Within his immediate family, Joseph was the third man to be incarcerated, in case for his involvement with the Black Panther Party. Both Beaty's father and his older brother have been in and out of the Ohio prison system for drug abuse.

“A whole segment of our society has been cut off at the knees by the impact of incarceration," said Beaty, who described the country's prison system as a "tool of systematic oppression."

"A lot of times there are other issues at play [in crime] — there is addiction, mental illness, there is a lack of access to jobs and resources to support oneself." The system never addresses those underlying issues, Beaty said.

While Joseph knows the one-in-three statistic to be true from personal experience, he said, "we also know the humanity and struggles of these men to be true, of wanting to live better lives, wanting to have families, and work, and overcome those obstacles that led to incarceration in the first place."
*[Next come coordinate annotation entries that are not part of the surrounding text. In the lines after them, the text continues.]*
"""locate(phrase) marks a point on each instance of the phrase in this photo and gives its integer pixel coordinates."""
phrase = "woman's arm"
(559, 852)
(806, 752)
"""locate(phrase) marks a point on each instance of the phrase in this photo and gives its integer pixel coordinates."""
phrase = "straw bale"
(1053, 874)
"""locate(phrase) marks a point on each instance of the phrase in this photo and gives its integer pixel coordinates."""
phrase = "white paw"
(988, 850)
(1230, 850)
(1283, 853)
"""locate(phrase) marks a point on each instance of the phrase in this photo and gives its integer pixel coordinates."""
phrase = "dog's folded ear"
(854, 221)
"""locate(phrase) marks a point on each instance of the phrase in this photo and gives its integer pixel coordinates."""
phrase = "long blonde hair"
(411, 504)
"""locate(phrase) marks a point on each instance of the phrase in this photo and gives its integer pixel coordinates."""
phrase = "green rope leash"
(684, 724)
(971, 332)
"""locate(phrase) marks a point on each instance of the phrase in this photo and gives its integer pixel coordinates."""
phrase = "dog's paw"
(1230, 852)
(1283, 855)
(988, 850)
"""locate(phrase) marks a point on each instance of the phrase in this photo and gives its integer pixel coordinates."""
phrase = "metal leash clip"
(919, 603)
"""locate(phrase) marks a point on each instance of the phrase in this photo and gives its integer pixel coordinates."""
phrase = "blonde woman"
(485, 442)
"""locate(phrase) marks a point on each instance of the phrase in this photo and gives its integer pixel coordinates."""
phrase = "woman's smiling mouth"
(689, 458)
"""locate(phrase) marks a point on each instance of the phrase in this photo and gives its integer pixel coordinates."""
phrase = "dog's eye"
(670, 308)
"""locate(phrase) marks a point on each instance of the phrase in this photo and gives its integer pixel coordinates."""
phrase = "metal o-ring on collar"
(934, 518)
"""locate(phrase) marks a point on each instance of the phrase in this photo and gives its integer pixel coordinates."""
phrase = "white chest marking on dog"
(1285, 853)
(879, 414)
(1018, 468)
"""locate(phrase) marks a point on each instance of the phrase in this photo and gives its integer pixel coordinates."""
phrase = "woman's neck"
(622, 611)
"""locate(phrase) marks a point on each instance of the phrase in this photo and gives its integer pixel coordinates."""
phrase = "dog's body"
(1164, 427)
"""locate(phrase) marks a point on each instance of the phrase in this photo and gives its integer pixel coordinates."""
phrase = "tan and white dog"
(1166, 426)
In the summertime, you'll see Harlem residents working out on street corners.

In one "Chapter and Verse" scene, Lance's friend Jomo introduces him to a group of men who train and compete in body-weight exercises at a local playground to train their bodies and minds.

”I wanted to show something that people who live in Harlem know, but that people outside didn’t see," Joseph said of the film's workout team, modeled on the Bartendaz NYC. (You may remember them from the New York Times' profile of an 11-year-old homeless girl named Dasani Coates.)

The fitness guru who organizes Bartendaz events around Harlem, Hassan Yasin-Bradley, was once incarcerated himself. In preparation for his prison-conditioned character's feats of strength, Beaty said he did some training with Yasin-Bradley's crew. Bartendaz members also make an appearance in the film.

The film crew partnered with local businesses for its catering needs and shooting locations.

"The community really supported us a real way," Beaty said. Local institution and businesses involved include MIST Harlem, Serengeti Teas & Spices, and D' Yoryi Hair salon.

In return, the film's cast and crew invited community members to watch the filming in process, he added.